Interesting find, performance greatly improved by replacing this (which is used in wavetable lookups) :
return i32x4(
load<i32>(i32x4.extract_lane(pointers, 0)),
load<i32>(i32x4.extract_lane(pointers, 1)),
load<i32>(i32x4.extract_lane(pointers, 2)),
load<i32>(i32x4.extract_lane(pointers, 3))
);
by this :
let ret: v128 = f32x4.splat(0);
ret = v128.load_lane<f32>(i32x4.extract_lane(pointers, 0), ret, 0);
ret = v128.load_lane<f32>(i32x4.extract_lane(pointers, 1), ret, 1);
ret = v128.load_lane<f32>(i32x4.extract_lane(pointers, 2), ret, 2);
ret = v128.load_lane<f32>(i32x4.extract_lane(pointers, 3), ret, 3);
return ret;
A bit less pretty, but way faster - made my entire thing about 20% more performant.
This might still not be the optimal way to load a vector from pointers stored in another vector, due to the extraction of the 4 lanes. I tried extracting them all at once into a memory.data slot and using that, but that made things worse.
There's not much info out there on simd in assemblyscript, so I'll share what I find in case it helps someone looking for simd tips.
EDIT : I added scatter / gather methods to the above simd util class, which do this.

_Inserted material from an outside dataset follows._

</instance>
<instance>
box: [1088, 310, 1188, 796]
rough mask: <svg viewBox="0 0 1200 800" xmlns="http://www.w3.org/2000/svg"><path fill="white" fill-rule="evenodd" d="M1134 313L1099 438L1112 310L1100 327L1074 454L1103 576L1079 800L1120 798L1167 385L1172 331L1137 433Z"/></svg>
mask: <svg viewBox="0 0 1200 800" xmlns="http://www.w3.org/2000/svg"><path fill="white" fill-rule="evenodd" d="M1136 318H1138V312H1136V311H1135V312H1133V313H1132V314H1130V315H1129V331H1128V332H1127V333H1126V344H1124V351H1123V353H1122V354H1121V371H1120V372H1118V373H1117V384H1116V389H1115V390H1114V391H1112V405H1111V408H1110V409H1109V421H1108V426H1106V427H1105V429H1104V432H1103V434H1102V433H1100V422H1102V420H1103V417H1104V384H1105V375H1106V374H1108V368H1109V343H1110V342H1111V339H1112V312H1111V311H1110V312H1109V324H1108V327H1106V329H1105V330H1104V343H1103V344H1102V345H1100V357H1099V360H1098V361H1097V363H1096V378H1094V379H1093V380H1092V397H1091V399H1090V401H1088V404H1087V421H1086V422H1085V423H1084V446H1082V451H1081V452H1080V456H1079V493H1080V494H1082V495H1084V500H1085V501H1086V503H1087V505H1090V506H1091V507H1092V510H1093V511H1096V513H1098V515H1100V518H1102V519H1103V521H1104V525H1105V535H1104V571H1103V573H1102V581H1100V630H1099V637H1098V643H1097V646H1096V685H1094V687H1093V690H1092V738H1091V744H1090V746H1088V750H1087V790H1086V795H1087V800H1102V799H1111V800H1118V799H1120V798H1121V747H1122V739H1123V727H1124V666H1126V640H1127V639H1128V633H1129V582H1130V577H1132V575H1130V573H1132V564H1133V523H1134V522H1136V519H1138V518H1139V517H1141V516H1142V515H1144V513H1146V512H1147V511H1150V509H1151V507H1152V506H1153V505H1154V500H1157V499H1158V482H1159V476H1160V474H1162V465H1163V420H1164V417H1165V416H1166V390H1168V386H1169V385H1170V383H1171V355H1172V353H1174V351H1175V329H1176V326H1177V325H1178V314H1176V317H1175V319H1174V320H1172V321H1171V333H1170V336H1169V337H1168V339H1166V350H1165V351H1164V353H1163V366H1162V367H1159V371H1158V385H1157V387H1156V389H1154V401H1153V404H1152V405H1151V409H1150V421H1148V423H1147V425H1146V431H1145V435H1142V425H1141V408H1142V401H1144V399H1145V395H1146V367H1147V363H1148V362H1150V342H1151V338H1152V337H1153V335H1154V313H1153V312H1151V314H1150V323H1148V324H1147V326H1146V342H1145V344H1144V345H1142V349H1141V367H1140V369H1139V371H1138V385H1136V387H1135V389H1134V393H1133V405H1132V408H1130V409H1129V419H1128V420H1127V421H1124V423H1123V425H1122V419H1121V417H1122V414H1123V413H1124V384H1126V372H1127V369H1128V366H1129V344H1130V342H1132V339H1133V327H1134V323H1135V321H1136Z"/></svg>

Here are some more simd methods that might be useful to someone :
@inline static getPreviousPowerOfTwo(n: v128): v128 {
n = v128.or(n, v128.shr<i32>(n, 1));
n = v128.or(n, v128.shr<i32>(n, 2));
n = v128.or(n, v128.shr<i32>(n, 4));
n = v128.or(n, v128.shr<i32>(n, 8));
n = v128.or(n, v128.shr<i32>(n, 16));
return i32x4.sub(n, v128.shr<i32>(n, 1));
}
@inline static clz_i32(v: v128): v128 {
return i32x4(
clz<i32>(i32x4.extract_lane(v, 0)),
clz<i32>(i32x4.extract_lane(v, 1)),
clz<i32>(i32x4.extract_lane(v, 2)),
clz<i32>(i32x4.extract_lane(v, 3))
);
}
@inline static log2_i32(v: v128): v128 {
return i32x4.sub(splat31_i, this.clz_i32(v));
}
If anyone has a better idea on how to handle the clz operation without extracting the lanes, I'd love to hear it. Or the getPreviousPowerOfTwo method for that matter. It's pretty fast, but I suck at bitwise shenanigans, so it might be doable in some better way.
I use these for a wavetable anti-aliasing algorithm, to find "mipmaps" with a max frequency closest to the current frequency.
Edit : might as well share a recent screenshot :
Question
Not sure if this is allowed here, but I wanted to show one of my AssemblyScript-based projects :
The main brain of the synth is handled with AssemblyScript. It handles parameter management, oscillators (wavetables), modulation and routing, and the filters and effects are done with Faust (with a little help from the host).
It's currently running in the browser (actually an eletron app atm), but the plan is to use iPlug2 and wasmer to turn it into a vst/au/... plugin. It's all set up with that in mind, and I've done some tests to make sure that would work.
The main challenge has been performance - AS is pretty good at that, but there's a ton going on. 44100 samples per second with 12 voices, 2 engines with 7 voices unison and 2 generators each that have multiple stages, it adds up. But after a couple of iterations of the audio engine, it's in a good place. The first time I tried, it took just under a second to generate a second of audio, which isn't acceptable, but the current version manages this in about 100ms, so that's good. And I haven't even vectorized anything yet.
I used Lit to make the UI. Still needs some polish, and there's a lot of placeholders still. I'm not a designer, but I'm pretty happy with what I managed to come up with.